Rodolphe Mérieux Laboratory of Haiti

Mortality and loss to follow-up among HIV-infected persons on long-term antiretroviral therapy in Latin America and the Caribbean

Carriquiry G, Fink V, Koethe JR, Giganti MJ, Jayathilake K, Blevins M, Cahn P, Grinsztejn B, Wolff M, Pape JW, Padgett D, Madero JS, Gotuzzo E, McGowan CC, Shepherd BE

J Int AIDS Soc. 2015 Jul 10;18(1):20016



Long-term survival of HIV patients after initiating highly active antiretroviral therapy (ART) has not been sufficiently described in Latin America and the Caribbean, as compared to other regions. The aim of this study was to describe the incidence of mortality, loss to follow-up (LTFU) and associated risk factors for patients enrolled in the Caribbean, Central and South America Network (CCASAnet).

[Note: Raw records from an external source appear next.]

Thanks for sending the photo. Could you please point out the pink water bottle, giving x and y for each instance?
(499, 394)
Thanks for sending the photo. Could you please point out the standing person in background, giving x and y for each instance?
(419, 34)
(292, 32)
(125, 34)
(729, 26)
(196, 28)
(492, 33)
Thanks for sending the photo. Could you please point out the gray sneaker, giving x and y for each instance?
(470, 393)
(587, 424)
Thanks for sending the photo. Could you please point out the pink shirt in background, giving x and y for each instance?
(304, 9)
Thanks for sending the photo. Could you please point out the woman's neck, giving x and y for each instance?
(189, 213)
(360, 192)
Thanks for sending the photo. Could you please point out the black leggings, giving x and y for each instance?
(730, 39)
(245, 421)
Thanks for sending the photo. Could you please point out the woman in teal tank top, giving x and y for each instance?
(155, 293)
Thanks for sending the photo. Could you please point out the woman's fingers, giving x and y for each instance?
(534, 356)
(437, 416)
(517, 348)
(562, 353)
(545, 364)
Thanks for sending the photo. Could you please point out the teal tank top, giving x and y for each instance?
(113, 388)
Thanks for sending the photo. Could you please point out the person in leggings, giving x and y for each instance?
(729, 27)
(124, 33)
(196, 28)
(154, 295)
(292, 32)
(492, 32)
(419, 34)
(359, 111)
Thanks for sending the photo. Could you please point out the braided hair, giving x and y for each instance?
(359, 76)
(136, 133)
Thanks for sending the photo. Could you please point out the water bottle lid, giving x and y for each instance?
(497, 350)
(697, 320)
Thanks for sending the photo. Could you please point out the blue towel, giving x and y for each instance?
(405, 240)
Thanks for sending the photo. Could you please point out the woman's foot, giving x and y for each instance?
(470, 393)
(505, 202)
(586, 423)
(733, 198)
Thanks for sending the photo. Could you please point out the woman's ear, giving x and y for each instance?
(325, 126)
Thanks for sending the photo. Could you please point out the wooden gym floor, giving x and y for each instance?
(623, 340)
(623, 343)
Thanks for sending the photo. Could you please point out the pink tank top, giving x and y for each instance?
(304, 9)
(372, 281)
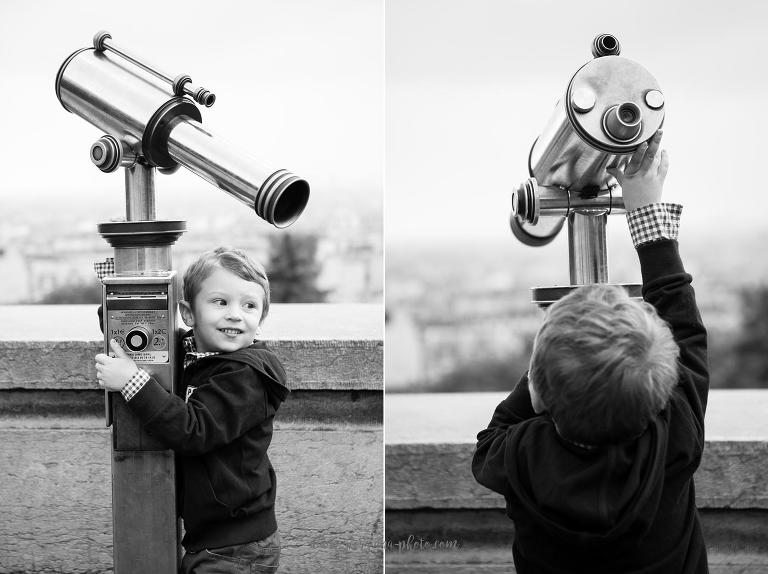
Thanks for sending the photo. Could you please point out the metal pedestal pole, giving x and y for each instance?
(140, 301)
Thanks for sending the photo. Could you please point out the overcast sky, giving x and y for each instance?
(470, 85)
(299, 85)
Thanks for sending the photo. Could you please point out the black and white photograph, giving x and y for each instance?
(497, 183)
(367, 286)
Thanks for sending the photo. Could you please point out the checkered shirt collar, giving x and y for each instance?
(191, 355)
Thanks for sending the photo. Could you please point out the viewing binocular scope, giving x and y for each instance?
(611, 106)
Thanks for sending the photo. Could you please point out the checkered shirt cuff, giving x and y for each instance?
(104, 268)
(653, 222)
(135, 384)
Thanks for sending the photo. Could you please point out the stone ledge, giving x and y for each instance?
(57, 515)
(430, 437)
(481, 541)
(323, 347)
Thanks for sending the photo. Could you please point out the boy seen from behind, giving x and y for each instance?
(222, 429)
(595, 448)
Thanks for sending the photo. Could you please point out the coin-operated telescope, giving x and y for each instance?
(152, 122)
(610, 107)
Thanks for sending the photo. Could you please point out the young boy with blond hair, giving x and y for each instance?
(232, 387)
(595, 448)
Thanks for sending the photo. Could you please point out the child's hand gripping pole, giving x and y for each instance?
(115, 370)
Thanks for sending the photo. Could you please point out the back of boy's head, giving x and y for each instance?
(231, 259)
(603, 365)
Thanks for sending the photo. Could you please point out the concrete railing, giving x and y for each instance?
(55, 490)
(438, 519)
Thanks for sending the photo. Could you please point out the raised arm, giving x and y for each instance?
(488, 465)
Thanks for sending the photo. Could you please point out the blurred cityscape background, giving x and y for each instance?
(463, 109)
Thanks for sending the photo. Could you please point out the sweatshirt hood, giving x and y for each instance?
(266, 364)
(587, 496)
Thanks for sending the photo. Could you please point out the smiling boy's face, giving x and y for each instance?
(225, 313)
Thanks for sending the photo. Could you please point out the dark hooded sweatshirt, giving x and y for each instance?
(221, 433)
(626, 507)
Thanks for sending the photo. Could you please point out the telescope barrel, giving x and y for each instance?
(163, 130)
(277, 197)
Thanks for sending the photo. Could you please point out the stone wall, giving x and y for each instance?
(432, 498)
(55, 489)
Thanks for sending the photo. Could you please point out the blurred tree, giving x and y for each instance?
(293, 269)
(750, 349)
(78, 293)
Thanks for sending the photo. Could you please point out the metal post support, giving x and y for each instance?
(140, 312)
(587, 253)
(140, 193)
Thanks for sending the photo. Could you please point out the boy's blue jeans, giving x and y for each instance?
(254, 557)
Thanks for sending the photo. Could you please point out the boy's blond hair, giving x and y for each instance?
(603, 365)
(231, 259)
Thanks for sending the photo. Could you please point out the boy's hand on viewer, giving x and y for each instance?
(114, 373)
(642, 180)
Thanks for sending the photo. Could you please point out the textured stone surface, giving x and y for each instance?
(56, 497)
(731, 475)
(419, 418)
(480, 541)
(432, 496)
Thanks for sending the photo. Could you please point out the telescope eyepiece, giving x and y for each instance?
(623, 123)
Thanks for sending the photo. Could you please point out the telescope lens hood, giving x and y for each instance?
(282, 198)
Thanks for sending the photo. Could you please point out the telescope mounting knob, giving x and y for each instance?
(605, 45)
(107, 153)
(525, 201)
(98, 40)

We assessed time from ART initiation (baseline) to death or LTFU between 2000 and 2014 among ART-naïve adults (≥18 years) from sites in seven countries included in CCASAnet: Argentina, Brazil, Chile, Haiti, Honduras, Mexico and Peru. Kaplan-Meier techniques were used to estimate the probability of mortality over time. Risk factors for death were assessed using Cox regression models stratified by site and adjusted for sex, baseline age, nadir pre-ART CD4 count, calendar year of ART initiation, clinical AIDS at baseline and type of ART regimen.


A total of 16,996 ART initiators were followed for a median of 3.5 years (interquartile range (IQR): 1.6-6.2). The median age at ART initiation was 36 years (IQR: 30-44), subjects were predominantly male (63%), median CD4 count was 156 cells/µL (IQR: 60-251) and 26% of subjects had clinical AIDS prior to starting ART. Initial ART regimens were predominantly non-nucleoside reverse transcriptase inhibitor based (86%). The cumulative incidence of LTFU five years after ART initiation was 18.2% (95% confidence interval (CI) 17.5-18.8%). A total of 1582 (9.3%) subjects died; the estimated probability of death one, three and five years after ART initiation was 5.4, 8.3 and 10.3%, respectively. The estimated five-year mortality probability varied substantially across sites, from 3.5 to 14.0%. Risk factors for death were clinical AIDS at baseline (adjusted hazard ratio (HR)=1.65 (95% CI 1.47-1.87); p<0.001), lower baseline CD4 (HR=1.95 (95% CI 1.63-2.32) for 50 vs. 350 cells/µL; p<0.001) and older age (HR=1.47 (95% CI 1.29-1.69) for 50 vs. 30 years at ART initiation; p<0.001).


In this large, long-term study of mortality among HIV-positive adults initiating ART in Latin America and the Caribbean, overall estimates of mortality were heterogeneous, generally falling between those reported in high-income countries and sub-Saharan Africa.